Think of a church that is well known for its generosity to those in need, especially at Christmas. Would it surprise you to know that this church nearly tears itself apart each year in wrestling over how much to give to whom, and who gets to solicit for what gifts on which Sundays in December? The logistics of organizing Christmas appeals can overwhelm a church of any size. Therein lies the deeper questions.
What should we give?
To whom should we give?
How much should we give?
In what spirit should we give?
These are questions asked by church boards all the time. They are questions asked by church folk, too, especially at this time. How can you open up these questions in a way that acknowledges the complexity of giving and frees your board to talk and give well?
In a 1993 reflection on “the sweetness of charity,” Maya Angelou writes in part:
The New Testament informs the reader that it is more blessed to give than to receive. I have found that among its other benefits, giving liberates the soul of the giver. The size and substance of the gift should be important to the recipient, but not to the donor save that the best thing one can give is that which is appreciated. The giver is as enriched as is the recipient, and more important, that intangible but very real psychic force of good in the world is increased.
When we cast our bread upon the waters, we can presume that someone downstream whose face we will never know will benefit from our action, as we who are downstream from another will profit from that grantor’s gift
While our gifts and the recipients should be considered, our bounty, once decided upon, should be without concern, overflowing one minute and forgotten the next.

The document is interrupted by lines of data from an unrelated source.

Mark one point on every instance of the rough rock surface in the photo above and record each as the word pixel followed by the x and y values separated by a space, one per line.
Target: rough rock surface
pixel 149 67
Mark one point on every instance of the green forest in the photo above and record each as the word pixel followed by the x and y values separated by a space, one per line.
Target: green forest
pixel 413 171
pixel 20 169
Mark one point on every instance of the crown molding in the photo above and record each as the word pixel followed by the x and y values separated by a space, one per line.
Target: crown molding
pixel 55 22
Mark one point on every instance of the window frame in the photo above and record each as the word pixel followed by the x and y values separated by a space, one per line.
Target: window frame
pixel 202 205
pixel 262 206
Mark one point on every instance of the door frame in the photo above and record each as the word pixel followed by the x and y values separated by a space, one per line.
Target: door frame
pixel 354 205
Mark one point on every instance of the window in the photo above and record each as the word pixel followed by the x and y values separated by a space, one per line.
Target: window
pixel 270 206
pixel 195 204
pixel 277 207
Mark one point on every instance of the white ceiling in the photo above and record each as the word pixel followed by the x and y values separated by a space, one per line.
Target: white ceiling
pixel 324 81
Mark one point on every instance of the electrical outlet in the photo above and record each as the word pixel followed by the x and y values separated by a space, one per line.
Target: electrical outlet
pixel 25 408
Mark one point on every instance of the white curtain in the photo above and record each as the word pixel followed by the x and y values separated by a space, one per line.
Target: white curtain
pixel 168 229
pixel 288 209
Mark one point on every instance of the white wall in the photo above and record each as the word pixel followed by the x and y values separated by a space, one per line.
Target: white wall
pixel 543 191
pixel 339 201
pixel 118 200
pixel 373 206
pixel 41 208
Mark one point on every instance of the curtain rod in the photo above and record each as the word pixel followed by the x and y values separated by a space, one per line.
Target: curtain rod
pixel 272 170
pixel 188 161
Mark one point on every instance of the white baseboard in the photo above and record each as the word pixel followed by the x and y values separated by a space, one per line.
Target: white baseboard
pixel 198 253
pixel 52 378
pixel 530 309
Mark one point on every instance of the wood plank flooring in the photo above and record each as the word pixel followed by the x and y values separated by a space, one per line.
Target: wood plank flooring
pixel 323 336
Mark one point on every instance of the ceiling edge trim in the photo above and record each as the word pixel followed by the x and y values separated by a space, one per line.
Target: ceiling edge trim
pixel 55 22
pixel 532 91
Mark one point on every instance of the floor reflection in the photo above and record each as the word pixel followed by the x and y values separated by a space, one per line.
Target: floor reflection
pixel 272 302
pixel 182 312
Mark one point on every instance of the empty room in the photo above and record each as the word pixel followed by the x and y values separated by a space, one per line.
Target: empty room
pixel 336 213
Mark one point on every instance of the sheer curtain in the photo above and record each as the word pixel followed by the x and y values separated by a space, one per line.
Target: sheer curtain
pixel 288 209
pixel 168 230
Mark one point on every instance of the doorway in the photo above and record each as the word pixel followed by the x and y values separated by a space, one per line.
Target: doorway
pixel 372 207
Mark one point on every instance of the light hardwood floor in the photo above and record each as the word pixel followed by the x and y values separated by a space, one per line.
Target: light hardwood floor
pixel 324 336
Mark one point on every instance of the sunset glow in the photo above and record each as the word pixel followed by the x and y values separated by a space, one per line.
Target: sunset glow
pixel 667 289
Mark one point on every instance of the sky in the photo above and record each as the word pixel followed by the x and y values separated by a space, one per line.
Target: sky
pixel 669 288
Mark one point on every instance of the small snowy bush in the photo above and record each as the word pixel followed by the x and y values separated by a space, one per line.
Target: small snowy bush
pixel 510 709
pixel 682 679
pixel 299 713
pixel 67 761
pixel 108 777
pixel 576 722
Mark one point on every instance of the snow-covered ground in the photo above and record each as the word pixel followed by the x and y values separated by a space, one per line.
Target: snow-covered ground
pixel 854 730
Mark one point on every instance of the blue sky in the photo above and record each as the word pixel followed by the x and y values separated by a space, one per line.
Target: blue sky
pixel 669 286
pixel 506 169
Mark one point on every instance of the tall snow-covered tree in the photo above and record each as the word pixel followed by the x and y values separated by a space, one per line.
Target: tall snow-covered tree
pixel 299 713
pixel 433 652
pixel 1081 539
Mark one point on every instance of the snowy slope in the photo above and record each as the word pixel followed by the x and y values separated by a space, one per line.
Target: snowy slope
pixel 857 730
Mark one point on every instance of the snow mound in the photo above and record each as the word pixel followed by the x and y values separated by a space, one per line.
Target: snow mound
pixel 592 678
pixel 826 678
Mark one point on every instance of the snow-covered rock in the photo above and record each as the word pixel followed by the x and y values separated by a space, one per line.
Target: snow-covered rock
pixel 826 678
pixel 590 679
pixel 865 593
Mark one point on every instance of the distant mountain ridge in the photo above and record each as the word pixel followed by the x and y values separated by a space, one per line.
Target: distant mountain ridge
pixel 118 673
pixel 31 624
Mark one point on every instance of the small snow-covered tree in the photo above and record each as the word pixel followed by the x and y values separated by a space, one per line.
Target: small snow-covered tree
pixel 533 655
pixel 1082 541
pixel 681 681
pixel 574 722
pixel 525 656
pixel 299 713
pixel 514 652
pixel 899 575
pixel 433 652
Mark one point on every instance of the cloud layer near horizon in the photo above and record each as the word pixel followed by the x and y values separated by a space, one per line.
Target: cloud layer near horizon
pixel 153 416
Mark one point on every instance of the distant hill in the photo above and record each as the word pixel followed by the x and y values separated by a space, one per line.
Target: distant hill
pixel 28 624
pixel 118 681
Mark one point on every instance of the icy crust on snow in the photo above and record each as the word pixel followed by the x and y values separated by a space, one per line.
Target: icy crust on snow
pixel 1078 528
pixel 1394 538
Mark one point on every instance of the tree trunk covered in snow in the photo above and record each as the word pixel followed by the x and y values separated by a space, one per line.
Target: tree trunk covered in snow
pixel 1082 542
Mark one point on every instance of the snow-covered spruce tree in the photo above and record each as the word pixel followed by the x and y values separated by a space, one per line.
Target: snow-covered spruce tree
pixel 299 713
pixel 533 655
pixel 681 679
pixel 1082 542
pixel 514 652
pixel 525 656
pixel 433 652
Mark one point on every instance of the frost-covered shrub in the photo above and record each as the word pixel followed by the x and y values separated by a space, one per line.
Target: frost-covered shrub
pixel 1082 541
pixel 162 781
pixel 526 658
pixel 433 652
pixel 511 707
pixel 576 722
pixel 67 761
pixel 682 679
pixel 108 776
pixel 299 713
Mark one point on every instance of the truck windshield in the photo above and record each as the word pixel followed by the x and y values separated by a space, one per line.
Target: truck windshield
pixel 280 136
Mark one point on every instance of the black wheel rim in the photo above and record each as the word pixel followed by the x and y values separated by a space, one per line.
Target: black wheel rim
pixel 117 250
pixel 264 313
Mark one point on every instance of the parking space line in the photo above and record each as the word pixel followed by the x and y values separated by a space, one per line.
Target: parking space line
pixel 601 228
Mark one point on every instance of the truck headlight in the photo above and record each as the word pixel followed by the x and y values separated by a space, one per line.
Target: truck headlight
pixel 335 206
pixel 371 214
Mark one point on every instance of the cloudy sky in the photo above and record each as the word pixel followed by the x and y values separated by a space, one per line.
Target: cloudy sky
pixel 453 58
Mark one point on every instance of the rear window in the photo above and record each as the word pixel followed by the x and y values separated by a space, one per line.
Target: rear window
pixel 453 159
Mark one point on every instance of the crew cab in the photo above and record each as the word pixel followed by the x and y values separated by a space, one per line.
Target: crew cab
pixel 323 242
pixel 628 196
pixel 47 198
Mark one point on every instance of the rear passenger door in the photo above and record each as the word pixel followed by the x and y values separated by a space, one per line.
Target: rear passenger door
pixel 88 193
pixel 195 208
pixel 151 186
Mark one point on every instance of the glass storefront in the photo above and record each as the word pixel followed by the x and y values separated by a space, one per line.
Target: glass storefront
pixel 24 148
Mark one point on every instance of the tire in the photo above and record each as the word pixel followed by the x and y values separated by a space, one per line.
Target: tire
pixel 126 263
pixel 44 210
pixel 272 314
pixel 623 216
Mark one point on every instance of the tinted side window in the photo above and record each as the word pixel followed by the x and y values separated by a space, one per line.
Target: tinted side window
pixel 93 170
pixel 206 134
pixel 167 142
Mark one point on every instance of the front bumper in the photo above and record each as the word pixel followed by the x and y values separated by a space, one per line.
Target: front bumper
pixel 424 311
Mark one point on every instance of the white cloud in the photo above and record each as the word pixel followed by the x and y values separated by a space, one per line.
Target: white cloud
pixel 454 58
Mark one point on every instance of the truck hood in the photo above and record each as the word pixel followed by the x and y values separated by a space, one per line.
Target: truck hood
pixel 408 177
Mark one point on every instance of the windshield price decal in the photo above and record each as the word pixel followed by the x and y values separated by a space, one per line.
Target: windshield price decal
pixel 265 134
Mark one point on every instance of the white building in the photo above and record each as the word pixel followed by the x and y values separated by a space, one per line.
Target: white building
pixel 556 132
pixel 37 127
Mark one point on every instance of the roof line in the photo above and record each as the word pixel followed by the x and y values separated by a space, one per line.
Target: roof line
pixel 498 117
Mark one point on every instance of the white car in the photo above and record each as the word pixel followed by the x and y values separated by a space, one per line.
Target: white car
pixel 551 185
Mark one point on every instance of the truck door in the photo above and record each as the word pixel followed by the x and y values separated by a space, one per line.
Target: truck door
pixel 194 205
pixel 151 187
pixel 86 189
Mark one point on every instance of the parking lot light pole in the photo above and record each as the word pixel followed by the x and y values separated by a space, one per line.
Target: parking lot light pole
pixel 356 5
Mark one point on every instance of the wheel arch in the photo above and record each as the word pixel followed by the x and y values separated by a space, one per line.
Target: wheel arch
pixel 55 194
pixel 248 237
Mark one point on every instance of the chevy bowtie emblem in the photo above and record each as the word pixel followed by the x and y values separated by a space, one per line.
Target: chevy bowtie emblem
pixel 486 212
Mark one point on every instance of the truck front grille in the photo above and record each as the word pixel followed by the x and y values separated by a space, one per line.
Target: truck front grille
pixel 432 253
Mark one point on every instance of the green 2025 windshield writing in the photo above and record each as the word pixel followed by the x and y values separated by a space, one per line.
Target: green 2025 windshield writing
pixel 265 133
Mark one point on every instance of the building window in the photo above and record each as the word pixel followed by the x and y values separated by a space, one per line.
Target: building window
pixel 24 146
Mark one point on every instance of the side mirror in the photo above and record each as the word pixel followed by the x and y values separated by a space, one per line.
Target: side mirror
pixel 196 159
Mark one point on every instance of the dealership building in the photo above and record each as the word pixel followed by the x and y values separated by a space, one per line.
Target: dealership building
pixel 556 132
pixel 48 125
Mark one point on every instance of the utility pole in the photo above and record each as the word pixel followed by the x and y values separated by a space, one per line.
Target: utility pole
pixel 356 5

Recently I was asked to speak before a group of philanthropists and was astonished at their self-consciousness. The gathered donors give tens of millions of dollars annually to medical research, educational development, art support, and social reform. Yet to a person they seemed a little, just a little, ashamed of themselves. I pondered their behavior and realized that someone had told someone that not only was it degrading to accept charity but it was equally debasing to give it. And sad to say, someone had believed that statement. Hence, many preferred to have it known that they dispense philanthropy rather than charity.
I like charitable people and like to think of myself as charitable, as being of a generous heart and a giving nature—of being a friend indeed to anyone in need. Why, I pondered, did the benefactors not feel as I?
It is sad when people who give to the needy feel estranged from the objects of their generosity. They can take little, if any, relish from their acts of charity; therefore, are generous out of duty rather than delight.
If we change the way we think of charity, our personal lives will be richer and the larger world will be improved. When we give cheerfully and accept gratefully, everyone is blessed. “Charity . . . is kind; . . . envieth not; . . . vaunteth not itself, is not puffed up.”
- Can you think of an example from your own life when your giving has ‘liberated your soul?’ What happened?
- Why might the givers Angelou describes feel self-conscious and even ashamed of themselves?
- Should our church presume that “someone downstream whose face we will never know will benefit from our action?” Should we accept the facelessness of the beneficiary and even embrace it, as Angelou does?
- How do we as a congregation feel about our giving?
The most challenging text on giving (let’s face it, among many in the Bible) may be the encounter an unnamed woman had with Jesus at Simon’s house near the very end of the Mark’s Gospel.
Mark 14:3-9 (NRSV):
3 While he was at Bethany in the house of Simon the leper,[b] as he sat at the table, a woman came with an alabaster jar of very costly ointment of nard, and she broke open the jar and poured the ointment on his head. 4 But some were there who said to one another in anger, “Why was the ointment wasted in this way? 5 For this ointment could have been sold for more than three hundred denarii,[c] and the money given to the poor.” And they scolded her. 6 But Jesus said, “Let her alone; why do you trouble her? She has performed a good service for me. 7 For you always have the poor with you, and you can show kindness to them whenever you wish; but you will not always have me. 8 She has done what she could; she has anointed my body beforehand for its burial. 9 Truly I tell you, wherever the good news[d] is proclaimed in the whole world, what she has done will be told in remembrance of her.”
- What is the best case you can make for the woman’s action?
- What is the best case you can make against what the woman does?
- How are we to understand the “poor you always have with you” line, since we can safely assume from the whole of Jesus’ ministry he didn’t mean for us to overlook those in need?
- How instrumental – or effective – does a gift need to be?